Numa literatura russa já por si desconcertante em sua riqueza, Bábel é uma figura de destaque e, paradoxalmente, uma personagem pouco conhecida. O próprio Máximo Górki o considerava um representante do que de melhor a Rússia tinha para oferecer em termos de literatura. A admiração, aliás, era mútua, como provam alguns dos diários de Bábel que sobreviveram. E, mesmo assim, Bábel é um autor sem renome. Parte dessa condição se deve a ele ter publicado pouco em vida. Outra parte pode ser atribuída a uma cortina de silêncio envergonhado jogada pela intelectualidade de esquerda — considerado romântico, decadentista e contrarrevolucionário, Bábel foi preso em 1939 e, um ano mais tarde, em janeiro de 1940, morto durante os expurgos do sombrio período estalinista (1924–1953). Muitos de seus escritos inéditos foram queimados pelo regime.
A obra
Os 36 contos de Bábel reunidos em O Exército de Cavalaria são resultado de um período que o autor passou, como soldado raso e correspondente do jornal militar O Cavalariano Vermelho, junto às tropas da cavalaria russa durante a sangrenta guerra de fixação de fronteiras com a Polônia, entre 1920 e 1921. Os cavalarianos, no caso, não eram simples russos, mas os folclóricos cossacos, cavaleiros que valorizavam sua liberdade individual, independente de fronteiras, e tinham prazer pelo combate.

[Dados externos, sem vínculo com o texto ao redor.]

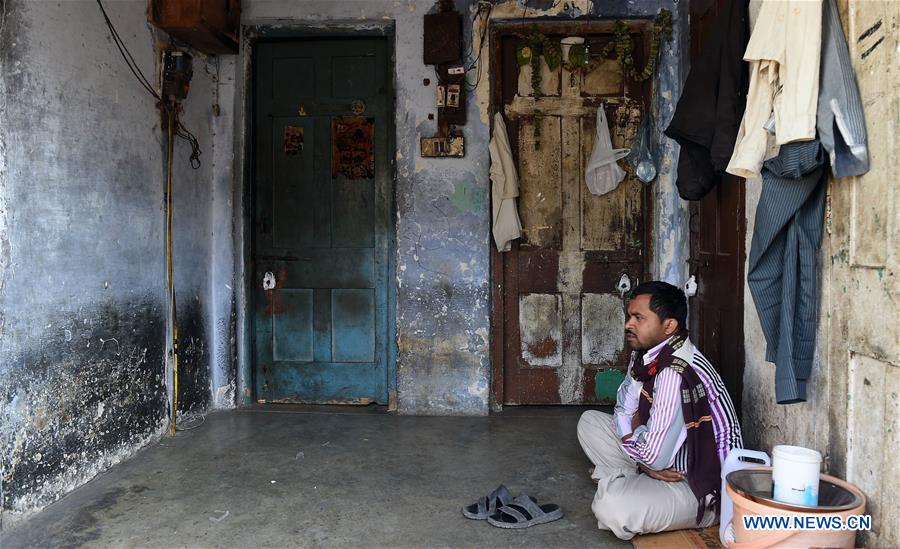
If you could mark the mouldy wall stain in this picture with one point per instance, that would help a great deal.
(82, 265)
(74, 405)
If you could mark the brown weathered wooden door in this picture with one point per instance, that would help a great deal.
(558, 310)
(717, 231)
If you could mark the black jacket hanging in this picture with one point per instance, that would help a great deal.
(709, 112)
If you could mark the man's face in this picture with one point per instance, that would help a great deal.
(643, 328)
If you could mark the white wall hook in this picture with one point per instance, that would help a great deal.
(268, 281)
(690, 287)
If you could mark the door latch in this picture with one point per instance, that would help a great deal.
(268, 281)
(690, 287)
(624, 285)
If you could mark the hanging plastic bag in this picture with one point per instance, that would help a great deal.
(643, 152)
(603, 174)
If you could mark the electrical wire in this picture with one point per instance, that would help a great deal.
(126, 55)
(475, 63)
(180, 129)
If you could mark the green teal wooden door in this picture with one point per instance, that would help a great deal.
(321, 229)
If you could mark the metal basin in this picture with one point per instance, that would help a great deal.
(756, 484)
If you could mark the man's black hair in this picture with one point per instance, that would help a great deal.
(666, 301)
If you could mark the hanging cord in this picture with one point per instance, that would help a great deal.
(170, 271)
(180, 129)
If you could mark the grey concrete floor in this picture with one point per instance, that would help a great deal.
(321, 476)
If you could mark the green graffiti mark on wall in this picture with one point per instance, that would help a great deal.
(468, 198)
(606, 383)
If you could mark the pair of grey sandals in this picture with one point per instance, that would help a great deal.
(503, 510)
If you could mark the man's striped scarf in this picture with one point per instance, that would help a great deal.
(704, 470)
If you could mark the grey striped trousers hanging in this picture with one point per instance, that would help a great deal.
(783, 272)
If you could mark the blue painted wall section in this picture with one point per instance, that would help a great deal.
(83, 380)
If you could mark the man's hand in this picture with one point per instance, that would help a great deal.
(667, 475)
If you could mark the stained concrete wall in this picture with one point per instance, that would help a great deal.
(442, 223)
(853, 406)
(83, 378)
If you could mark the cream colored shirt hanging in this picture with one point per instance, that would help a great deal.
(505, 226)
(784, 53)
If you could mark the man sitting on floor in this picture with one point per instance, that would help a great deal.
(657, 459)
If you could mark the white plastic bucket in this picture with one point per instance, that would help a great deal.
(795, 475)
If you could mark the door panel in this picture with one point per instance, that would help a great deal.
(717, 232)
(321, 331)
(558, 316)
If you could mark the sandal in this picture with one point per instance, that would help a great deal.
(487, 505)
(523, 512)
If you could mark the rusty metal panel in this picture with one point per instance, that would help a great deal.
(602, 335)
(614, 220)
(540, 198)
(540, 325)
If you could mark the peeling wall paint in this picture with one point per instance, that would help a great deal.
(83, 382)
(853, 405)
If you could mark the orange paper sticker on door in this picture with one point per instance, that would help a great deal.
(293, 140)
(353, 147)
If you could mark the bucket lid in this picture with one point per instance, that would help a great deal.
(756, 484)
(796, 453)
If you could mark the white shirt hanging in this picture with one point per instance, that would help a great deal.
(506, 226)
(603, 173)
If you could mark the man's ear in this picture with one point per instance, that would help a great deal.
(670, 326)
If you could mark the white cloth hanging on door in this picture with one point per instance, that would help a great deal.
(506, 226)
(603, 173)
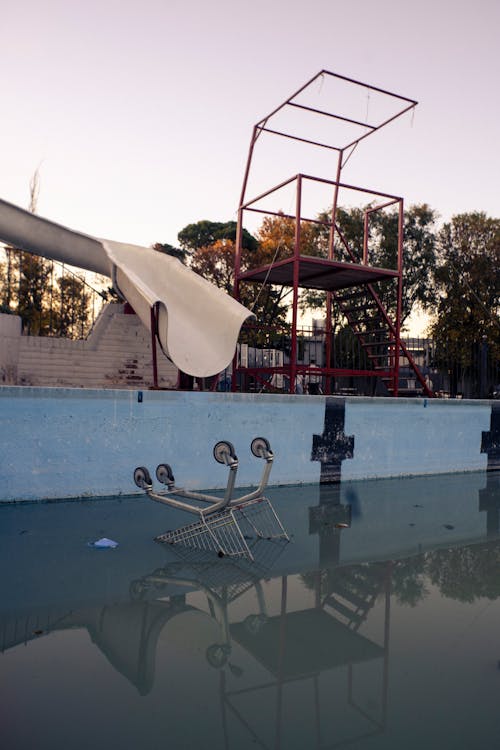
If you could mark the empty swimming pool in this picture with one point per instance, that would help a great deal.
(375, 626)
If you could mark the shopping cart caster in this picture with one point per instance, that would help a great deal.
(164, 474)
(261, 448)
(142, 478)
(224, 453)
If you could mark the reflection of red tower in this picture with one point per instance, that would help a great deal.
(345, 274)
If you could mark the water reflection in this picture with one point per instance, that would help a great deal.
(318, 643)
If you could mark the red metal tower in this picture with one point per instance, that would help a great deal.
(344, 272)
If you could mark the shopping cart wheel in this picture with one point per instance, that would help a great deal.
(142, 477)
(259, 447)
(224, 449)
(164, 474)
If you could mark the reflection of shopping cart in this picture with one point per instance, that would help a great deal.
(225, 524)
(222, 581)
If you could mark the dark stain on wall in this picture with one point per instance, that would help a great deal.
(333, 446)
(490, 442)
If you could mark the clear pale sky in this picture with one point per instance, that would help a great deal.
(139, 114)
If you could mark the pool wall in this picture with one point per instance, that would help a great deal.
(59, 443)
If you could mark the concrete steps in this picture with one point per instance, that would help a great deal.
(117, 354)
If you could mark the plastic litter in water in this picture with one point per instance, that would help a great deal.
(104, 543)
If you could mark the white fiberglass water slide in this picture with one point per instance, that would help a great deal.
(197, 323)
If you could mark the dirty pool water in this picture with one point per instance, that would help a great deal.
(376, 626)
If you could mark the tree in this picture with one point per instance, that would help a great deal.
(205, 233)
(72, 306)
(466, 285)
(418, 251)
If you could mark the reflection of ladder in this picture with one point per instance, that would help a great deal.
(352, 593)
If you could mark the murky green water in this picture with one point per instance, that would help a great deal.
(376, 626)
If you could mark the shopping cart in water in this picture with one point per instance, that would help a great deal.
(225, 525)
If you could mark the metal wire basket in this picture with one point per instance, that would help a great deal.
(228, 531)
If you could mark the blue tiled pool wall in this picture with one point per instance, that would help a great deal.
(61, 443)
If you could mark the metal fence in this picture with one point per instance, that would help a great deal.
(450, 371)
(51, 298)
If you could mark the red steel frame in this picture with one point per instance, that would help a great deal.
(295, 275)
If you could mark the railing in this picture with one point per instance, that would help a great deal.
(263, 360)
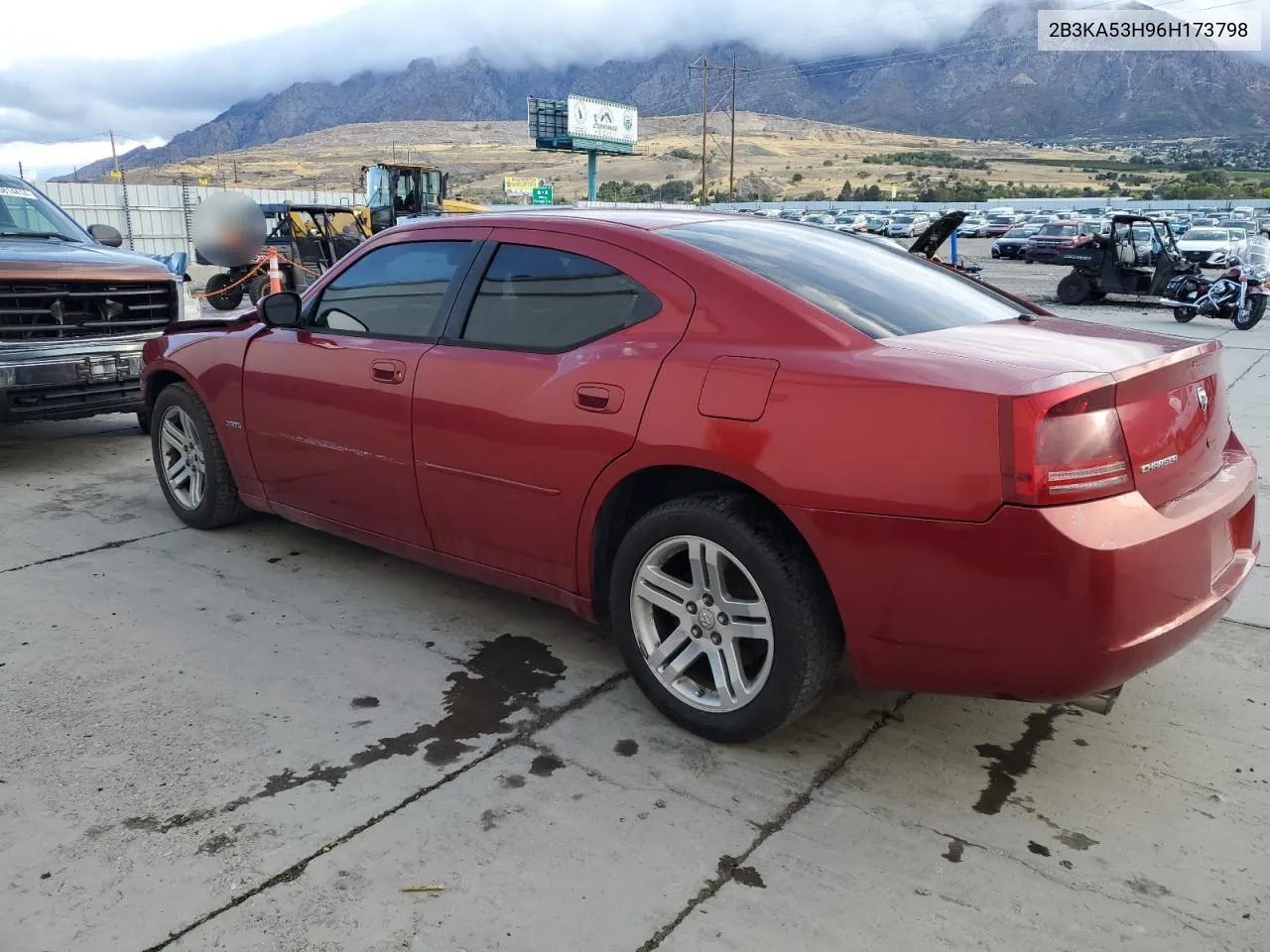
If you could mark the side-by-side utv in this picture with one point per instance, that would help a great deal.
(1133, 255)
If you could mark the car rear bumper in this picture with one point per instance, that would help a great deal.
(1038, 603)
(68, 382)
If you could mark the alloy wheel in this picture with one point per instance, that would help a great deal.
(183, 466)
(701, 624)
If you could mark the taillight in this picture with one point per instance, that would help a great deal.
(1064, 447)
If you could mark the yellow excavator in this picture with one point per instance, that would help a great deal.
(397, 191)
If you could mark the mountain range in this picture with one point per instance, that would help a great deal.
(991, 84)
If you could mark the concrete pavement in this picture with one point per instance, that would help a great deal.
(259, 738)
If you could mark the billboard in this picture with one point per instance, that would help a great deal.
(520, 184)
(599, 121)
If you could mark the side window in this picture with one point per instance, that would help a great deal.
(539, 298)
(394, 291)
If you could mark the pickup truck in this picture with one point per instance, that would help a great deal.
(75, 311)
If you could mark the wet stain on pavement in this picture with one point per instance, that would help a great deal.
(545, 765)
(1076, 841)
(744, 875)
(214, 844)
(1011, 763)
(748, 876)
(1146, 888)
(503, 676)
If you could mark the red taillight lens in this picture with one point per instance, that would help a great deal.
(1069, 451)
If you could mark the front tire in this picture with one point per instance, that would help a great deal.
(190, 461)
(218, 298)
(1074, 289)
(1248, 317)
(722, 617)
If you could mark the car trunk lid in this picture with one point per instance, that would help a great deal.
(1169, 395)
(1176, 422)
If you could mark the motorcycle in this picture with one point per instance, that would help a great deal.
(1238, 295)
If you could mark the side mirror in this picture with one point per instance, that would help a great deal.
(280, 309)
(105, 235)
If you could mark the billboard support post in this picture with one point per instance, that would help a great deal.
(583, 125)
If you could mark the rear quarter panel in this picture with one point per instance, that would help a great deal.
(211, 363)
(849, 424)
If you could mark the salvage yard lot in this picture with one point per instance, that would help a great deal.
(261, 738)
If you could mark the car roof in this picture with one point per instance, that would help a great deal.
(643, 220)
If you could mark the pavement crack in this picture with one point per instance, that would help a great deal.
(728, 866)
(104, 546)
(296, 870)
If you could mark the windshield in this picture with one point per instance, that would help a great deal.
(23, 211)
(881, 293)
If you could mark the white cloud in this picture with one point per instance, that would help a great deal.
(149, 70)
(41, 162)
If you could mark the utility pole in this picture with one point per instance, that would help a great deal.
(731, 148)
(703, 64)
(705, 109)
(114, 155)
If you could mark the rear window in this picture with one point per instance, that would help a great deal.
(878, 290)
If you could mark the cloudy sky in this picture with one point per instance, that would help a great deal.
(141, 68)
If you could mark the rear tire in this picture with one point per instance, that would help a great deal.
(190, 461)
(1248, 318)
(218, 298)
(1074, 289)
(749, 563)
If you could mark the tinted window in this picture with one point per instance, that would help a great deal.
(394, 291)
(880, 293)
(539, 298)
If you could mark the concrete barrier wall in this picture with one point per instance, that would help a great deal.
(158, 218)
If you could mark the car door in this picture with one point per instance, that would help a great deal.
(327, 405)
(539, 384)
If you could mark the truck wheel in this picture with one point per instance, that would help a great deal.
(722, 617)
(258, 287)
(218, 298)
(1074, 290)
(190, 461)
(1250, 316)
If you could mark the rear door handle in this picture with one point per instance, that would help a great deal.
(386, 371)
(598, 398)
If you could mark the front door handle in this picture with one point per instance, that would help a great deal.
(385, 371)
(598, 398)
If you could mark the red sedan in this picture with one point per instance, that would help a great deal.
(748, 445)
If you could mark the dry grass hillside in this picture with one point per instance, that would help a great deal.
(479, 154)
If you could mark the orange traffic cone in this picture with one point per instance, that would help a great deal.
(275, 273)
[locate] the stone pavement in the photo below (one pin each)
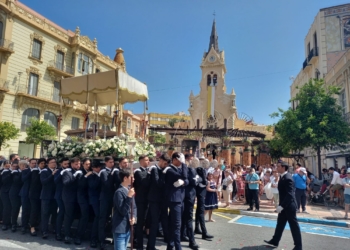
(316, 214)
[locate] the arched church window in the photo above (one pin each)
(215, 79)
(208, 80)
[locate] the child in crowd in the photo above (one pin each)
(122, 218)
(211, 198)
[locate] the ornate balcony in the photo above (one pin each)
(6, 47)
(59, 69)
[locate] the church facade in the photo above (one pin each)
(213, 107)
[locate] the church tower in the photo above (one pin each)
(212, 107)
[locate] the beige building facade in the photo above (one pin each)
(35, 55)
(325, 46)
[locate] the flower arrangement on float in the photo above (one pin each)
(117, 146)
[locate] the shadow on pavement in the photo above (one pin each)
(254, 247)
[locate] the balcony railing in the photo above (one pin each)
(313, 53)
(347, 118)
(59, 66)
(4, 85)
(35, 92)
(7, 44)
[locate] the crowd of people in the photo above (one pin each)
(111, 194)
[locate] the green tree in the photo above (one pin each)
(8, 131)
(317, 122)
(39, 131)
(159, 138)
(172, 122)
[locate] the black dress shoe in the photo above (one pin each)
(45, 235)
(185, 239)
(193, 245)
(207, 237)
(270, 242)
(93, 244)
(58, 237)
(67, 240)
(77, 241)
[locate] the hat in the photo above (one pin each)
(303, 170)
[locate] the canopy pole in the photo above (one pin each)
(87, 107)
(117, 102)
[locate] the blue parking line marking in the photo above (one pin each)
(304, 227)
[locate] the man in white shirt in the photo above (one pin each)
(336, 183)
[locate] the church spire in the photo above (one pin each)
(214, 38)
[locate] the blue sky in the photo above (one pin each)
(164, 41)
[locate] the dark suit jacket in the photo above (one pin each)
(82, 193)
(286, 192)
(16, 183)
(59, 184)
(35, 184)
(107, 186)
(26, 174)
(190, 190)
(156, 185)
(6, 179)
(70, 185)
(141, 184)
(173, 174)
(48, 184)
(121, 210)
(94, 188)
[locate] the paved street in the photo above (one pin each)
(231, 232)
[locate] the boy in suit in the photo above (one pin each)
(287, 208)
(122, 218)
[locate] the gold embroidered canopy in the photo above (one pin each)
(106, 88)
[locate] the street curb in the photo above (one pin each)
(274, 216)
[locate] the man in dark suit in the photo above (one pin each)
(190, 197)
(24, 193)
(48, 203)
(175, 182)
(106, 198)
(155, 197)
(58, 197)
(69, 196)
(141, 188)
(286, 209)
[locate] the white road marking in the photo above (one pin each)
(247, 224)
(234, 219)
(328, 235)
(7, 244)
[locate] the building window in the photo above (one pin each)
(85, 64)
(75, 123)
(129, 123)
(36, 49)
(26, 116)
(342, 101)
(56, 91)
(50, 118)
(33, 84)
(59, 60)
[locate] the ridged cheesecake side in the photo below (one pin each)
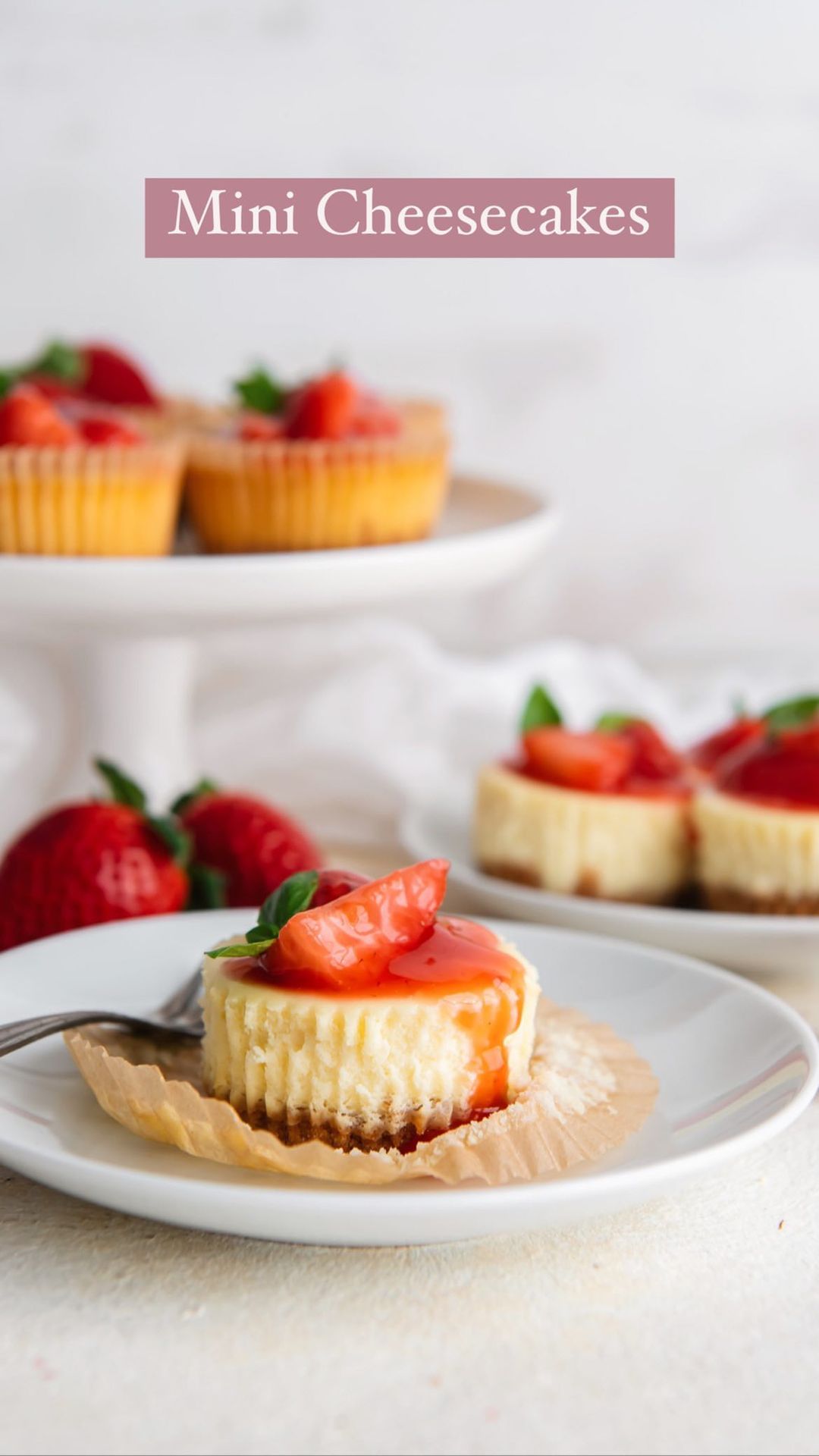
(751, 856)
(614, 846)
(354, 1071)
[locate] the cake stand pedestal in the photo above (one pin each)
(133, 623)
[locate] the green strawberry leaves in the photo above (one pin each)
(541, 711)
(191, 795)
(293, 894)
(123, 788)
(260, 391)
(165, 826)
(795, 712)
(57, 362)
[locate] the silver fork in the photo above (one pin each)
(180, 1017)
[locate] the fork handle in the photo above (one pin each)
(34, 1028)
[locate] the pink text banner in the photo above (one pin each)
(410, 218)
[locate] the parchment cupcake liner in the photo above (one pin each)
(315, 494)
(89, 500)
(589, 1091)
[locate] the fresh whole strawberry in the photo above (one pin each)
(242, 846)
(91, 862)
(28, 419)
(95, 372)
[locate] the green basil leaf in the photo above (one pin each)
(292, 896)
(613, 723)
(261, 932)
(796, 712)
(260, 391)
(123, 789)
(235, 951)
(541, 711)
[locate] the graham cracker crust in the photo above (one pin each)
(738, 902)
(586, 889)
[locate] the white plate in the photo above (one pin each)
(735, 1068)
(488, 530)
(755, 944)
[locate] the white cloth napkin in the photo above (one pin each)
(363, 718)
(347, 723)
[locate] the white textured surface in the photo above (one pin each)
(689, 1326)
(686, 1327)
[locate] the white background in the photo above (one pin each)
(670, 405)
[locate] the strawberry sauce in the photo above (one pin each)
(458, 965)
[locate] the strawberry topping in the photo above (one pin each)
(27, 419)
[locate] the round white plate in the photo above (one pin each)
(488, 530)
(735, 1068)
(761, 946)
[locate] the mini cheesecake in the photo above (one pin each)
(369, 1021)
(758, 826)
(601, 814)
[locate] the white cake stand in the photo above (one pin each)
(134, 622)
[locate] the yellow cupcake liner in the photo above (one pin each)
(89, 500)
(311, 495)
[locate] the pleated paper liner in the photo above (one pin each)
(318, 494)
(589, 1092)
(89, 500)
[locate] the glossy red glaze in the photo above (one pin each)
(777, 770)
(457, 963)
(713, 750)
(634, 761)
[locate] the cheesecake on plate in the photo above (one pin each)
(369, 1019)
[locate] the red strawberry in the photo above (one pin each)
(577, 761)
(711, 752)
(653, 758)
(114, 379)
(27, 419)
(333, 884)
(373, 417)
(248, 842)
(322, 410)
(91, 862)
(352, 941)
(104, 430)
(260, 427)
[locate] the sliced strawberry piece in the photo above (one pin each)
(27, 419)
(653, 758)
(322, 410)
(713, 750)
(373, 417)
(101, 430)
(350, 943)
(53, 388)
(260, 427)
(334, 884)
(114, 379)
(579, 761)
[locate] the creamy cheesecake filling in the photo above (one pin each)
(366, 1071)
(751, 855)
(617, 846)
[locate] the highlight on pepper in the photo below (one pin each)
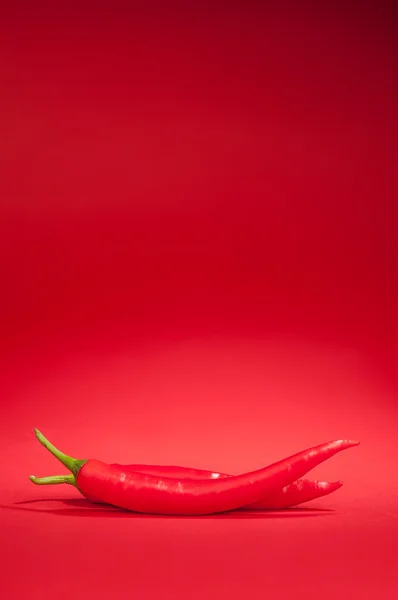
(176, 490)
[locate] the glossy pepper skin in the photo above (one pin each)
(298, 492)
(143, 493)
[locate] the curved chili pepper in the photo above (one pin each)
(140, 492)
(298, 492)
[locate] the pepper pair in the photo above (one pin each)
(170, 490)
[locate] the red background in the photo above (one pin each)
(198, 236)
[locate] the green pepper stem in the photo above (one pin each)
(70, 463)
(53, 480)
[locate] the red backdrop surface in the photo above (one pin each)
(198, 236)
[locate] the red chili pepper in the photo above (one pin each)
(298, 492)
(145, 493)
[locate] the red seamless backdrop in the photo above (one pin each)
(198, 238)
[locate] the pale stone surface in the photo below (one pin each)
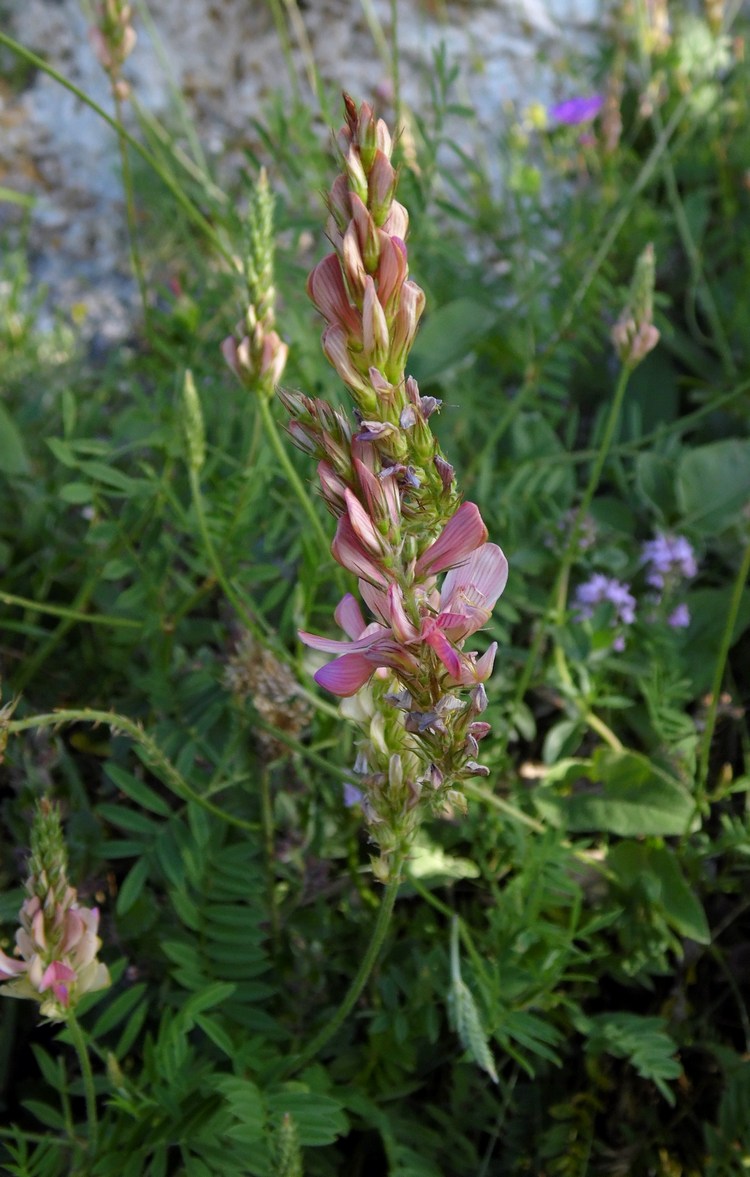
(226, 58)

Repletas de violência e barbárie, contadas com um tom econômico e ao mesmo tempo coalhado de metáforas e sugestivas imagens, as histórias de Bábel são narradas em primeira pessoa, quase todas do ponto de vista de um único personagem, Kiril Vassílievitch Liútov, jovem judeu agregado ao batalhão de cossacos e um alter ego do próprio Isaac Bábel, judeu nascido em Odessa e ele próprio um militante revolucionário.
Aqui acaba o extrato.